Jr. approaches the other clones. They look up from their screens for a moment to see what he got. He holds up the pocket watch in the way that someone might hold a participation medal. His friends shrug and look back down.
I shake my head and glance at my wife, who’s been watching me. “Youth, huh?”
“If you wanted your gift to mean something why didn’t you give him something he would care about?”
“I thought I did. Kids don’t care about legacy, I guess.”
“When was the last time you touched that watch?”
I cross my arms and stare at the floor. “I can’t remember.”
“I think you should give him something that would make him happy.”
I run to the store and buy a tablet — space gray, with a retina display.
His friends “ooh” and “ahh” when he opens the box and goes through all the features. Suddenly he’s a celebrity. It’s the highlight of his young life.
I smile and realize that my childhood is gone and it’s not coming back.
He will never be me. And the more I try to make him me the more I disappear from him. Maybe his son will be like me, but probably not. I fill the silences. My son pretends to be happy. Who knows what his son will be like. All I can hope is that he inherits some of my good qualities and passes them on.
At least my genes will go on forever. That’s the one thing we’ve got on the previous generations. People used to pick someone to mix their DNA with in order to make a copy of themselves. And at best they got someone who was 50% like them. Now we get an exact replica.

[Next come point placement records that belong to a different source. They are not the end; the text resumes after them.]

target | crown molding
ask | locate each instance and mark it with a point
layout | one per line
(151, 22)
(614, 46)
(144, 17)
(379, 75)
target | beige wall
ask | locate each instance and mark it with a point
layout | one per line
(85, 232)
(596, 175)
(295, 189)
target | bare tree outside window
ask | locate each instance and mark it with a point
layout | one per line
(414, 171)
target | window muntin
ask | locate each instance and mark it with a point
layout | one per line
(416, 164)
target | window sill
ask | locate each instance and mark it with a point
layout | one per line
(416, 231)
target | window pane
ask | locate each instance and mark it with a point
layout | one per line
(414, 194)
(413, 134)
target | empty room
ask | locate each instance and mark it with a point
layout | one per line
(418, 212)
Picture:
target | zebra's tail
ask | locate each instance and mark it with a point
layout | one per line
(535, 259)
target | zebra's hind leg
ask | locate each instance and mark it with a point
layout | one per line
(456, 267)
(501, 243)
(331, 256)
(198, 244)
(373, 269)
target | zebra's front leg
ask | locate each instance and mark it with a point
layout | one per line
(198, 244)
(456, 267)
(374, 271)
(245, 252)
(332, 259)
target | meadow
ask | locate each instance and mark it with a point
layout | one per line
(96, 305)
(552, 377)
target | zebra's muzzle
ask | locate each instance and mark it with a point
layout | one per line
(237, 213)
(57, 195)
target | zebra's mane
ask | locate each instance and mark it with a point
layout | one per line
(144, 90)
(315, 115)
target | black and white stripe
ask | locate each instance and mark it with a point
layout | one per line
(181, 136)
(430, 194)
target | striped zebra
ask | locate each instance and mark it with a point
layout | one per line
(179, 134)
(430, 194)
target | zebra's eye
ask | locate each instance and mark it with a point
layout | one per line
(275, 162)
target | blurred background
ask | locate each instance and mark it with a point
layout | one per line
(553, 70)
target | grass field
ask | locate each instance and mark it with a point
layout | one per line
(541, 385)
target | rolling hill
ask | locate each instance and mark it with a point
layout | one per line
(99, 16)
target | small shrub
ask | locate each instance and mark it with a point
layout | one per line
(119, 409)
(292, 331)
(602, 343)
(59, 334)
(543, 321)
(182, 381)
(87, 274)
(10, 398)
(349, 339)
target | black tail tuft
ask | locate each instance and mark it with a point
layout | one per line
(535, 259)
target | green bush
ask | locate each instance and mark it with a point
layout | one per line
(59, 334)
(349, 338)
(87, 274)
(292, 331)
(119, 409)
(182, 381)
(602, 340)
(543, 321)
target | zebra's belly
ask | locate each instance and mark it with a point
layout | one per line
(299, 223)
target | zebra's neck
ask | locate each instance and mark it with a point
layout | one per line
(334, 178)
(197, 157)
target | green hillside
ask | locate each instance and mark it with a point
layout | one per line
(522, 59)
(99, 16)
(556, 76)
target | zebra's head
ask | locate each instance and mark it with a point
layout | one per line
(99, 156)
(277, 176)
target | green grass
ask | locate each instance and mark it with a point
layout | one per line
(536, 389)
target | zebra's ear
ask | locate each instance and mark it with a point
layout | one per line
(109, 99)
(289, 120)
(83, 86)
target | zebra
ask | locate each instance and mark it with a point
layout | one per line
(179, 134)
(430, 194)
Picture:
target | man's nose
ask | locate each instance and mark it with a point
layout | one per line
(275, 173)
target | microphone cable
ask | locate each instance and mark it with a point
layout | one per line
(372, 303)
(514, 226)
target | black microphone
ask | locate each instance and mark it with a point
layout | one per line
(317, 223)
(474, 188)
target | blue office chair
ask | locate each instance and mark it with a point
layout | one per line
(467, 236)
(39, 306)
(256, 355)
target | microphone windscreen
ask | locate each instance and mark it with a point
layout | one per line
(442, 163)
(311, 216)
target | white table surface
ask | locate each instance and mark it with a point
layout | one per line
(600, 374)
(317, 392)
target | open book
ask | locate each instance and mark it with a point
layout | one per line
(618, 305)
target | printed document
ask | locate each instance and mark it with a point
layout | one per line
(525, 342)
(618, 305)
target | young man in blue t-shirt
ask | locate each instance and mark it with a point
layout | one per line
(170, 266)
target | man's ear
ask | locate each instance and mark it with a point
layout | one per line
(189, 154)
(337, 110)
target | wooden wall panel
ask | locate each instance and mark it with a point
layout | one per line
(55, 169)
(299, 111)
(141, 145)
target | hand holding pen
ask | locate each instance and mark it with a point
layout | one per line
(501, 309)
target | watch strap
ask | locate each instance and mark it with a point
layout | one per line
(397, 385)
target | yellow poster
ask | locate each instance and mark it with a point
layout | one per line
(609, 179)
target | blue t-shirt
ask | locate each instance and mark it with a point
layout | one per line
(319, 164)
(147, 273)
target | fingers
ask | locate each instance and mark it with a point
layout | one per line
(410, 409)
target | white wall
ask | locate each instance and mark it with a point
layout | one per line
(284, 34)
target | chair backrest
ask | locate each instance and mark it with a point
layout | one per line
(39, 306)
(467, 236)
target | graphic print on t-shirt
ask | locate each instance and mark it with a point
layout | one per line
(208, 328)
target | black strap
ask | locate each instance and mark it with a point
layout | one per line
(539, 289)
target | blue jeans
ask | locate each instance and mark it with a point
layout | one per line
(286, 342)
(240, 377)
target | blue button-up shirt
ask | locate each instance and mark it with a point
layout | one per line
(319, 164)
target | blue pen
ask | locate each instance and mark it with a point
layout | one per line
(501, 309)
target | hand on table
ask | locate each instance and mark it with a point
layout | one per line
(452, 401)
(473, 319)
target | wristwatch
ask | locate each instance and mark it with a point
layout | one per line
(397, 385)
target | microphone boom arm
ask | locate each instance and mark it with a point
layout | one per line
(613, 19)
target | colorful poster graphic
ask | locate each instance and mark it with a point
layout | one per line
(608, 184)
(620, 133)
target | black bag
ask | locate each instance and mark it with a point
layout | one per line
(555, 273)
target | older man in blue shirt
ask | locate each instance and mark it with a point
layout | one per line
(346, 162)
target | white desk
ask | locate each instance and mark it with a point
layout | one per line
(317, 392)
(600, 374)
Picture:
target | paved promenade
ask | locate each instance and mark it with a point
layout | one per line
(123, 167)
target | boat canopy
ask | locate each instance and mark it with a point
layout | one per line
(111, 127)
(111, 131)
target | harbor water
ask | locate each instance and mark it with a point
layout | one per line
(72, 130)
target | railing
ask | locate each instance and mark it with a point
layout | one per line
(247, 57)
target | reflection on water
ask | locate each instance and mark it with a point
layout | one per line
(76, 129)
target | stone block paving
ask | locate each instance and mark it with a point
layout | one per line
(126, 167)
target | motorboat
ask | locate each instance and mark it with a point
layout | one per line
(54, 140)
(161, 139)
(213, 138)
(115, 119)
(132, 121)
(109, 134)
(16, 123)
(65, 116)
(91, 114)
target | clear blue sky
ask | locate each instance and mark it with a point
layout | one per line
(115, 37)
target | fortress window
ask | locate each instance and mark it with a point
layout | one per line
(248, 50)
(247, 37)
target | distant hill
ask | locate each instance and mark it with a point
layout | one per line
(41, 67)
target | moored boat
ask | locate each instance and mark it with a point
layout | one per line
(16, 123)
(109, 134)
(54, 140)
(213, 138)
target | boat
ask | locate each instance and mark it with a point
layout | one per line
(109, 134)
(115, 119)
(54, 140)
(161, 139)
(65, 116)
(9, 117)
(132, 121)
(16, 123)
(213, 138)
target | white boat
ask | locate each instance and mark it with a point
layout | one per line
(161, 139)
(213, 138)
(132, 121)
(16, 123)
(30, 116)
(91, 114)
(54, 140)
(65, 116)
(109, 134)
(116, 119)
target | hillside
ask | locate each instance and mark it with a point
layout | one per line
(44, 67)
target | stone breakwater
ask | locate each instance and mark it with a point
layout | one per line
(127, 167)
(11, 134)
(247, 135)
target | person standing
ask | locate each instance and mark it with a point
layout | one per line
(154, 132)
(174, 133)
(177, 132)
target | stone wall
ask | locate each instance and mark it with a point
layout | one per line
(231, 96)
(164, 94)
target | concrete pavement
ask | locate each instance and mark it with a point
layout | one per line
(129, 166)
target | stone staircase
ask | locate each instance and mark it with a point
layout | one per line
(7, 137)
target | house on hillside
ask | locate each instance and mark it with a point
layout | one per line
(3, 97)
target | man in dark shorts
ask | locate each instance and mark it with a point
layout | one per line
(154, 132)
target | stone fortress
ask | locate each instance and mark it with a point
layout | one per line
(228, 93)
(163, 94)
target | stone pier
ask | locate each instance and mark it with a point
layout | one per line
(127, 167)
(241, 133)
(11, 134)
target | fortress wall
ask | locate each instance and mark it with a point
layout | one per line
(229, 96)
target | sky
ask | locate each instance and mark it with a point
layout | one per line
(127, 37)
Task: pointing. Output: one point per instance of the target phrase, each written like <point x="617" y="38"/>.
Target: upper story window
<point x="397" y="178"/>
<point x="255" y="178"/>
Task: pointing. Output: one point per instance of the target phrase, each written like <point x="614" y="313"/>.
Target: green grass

They’ll feed my DNA into the machine and out will pop the next me. And there will always be someone like me walking the earth, someone who, genetically speaking, is a perfect match. But he won’t be me at all.
They’ll keep drifting further and further away from me until there’s not a single thing of me left. Until I’m completely gone. Like a copy, of a copy, of a copy, of a copy, of a copy, of a copy, of a copy, of a copy, of a copy, of a copy.